3. I found and attended a support group and told them how I was feeling. I attended for only three sessions over three weeks. I found out that I was not alone in my feelings. I was not the only mother who felt this mixture of sadness and anxiety and confusion.
4. I got in touch with my family doctor and told her how I was feeling. She gave me a prescription for an anti-depressant. I never filled the prescription because I learned that anti-d's show up in breast milk. I reasoned that while my brain is fully developed, C's is not and I didn't want to introduce chemicals to her system that alter brain chemistry. The side effects to the baby could be listlessness and trouble sleeping. Not worth it to me when I considered her beginning and the medications she was on during her hospital stay. I was scared though to not take the anti-d, at the time I really felt so low and so stuck that I believed it would be my only way out.
5. I started writing in my paper journal very randomly and very non-judgementally. I decided to do this after deciding not to take the anti-d. It was my way of facing my fear that maybe I wouldn't get better for a long time. I was settling in for the long haul. Writing is therapeutic.

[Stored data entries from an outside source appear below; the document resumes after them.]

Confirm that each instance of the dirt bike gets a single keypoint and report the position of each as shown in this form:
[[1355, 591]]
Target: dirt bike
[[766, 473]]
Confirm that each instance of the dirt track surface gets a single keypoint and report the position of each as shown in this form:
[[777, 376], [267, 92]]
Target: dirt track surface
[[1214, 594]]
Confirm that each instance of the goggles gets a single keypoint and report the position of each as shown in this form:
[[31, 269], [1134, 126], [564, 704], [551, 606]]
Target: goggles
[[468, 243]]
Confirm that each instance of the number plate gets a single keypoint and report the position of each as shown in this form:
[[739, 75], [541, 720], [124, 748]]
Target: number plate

6. I made sure that I stayed open to my partner by sharing my feelings on a regular basis. This helped me to shift my perspective. This also allowed me to ask for help if I needed it. "Can you take the baby while I write in my journal?"
7. I made sure that I stayed open to myself by not running from my most difficult feelings. I wasn't always successful with this, but I tried. And some of my most powerful realisations and perspective shifts came to me when I was open.
I wish that during the most difficult time post-partumly that I could've opened up more to my friends. I couldn't. For whatever reason. And the truth is no one friends-wise really knows that I have been struggling with depression.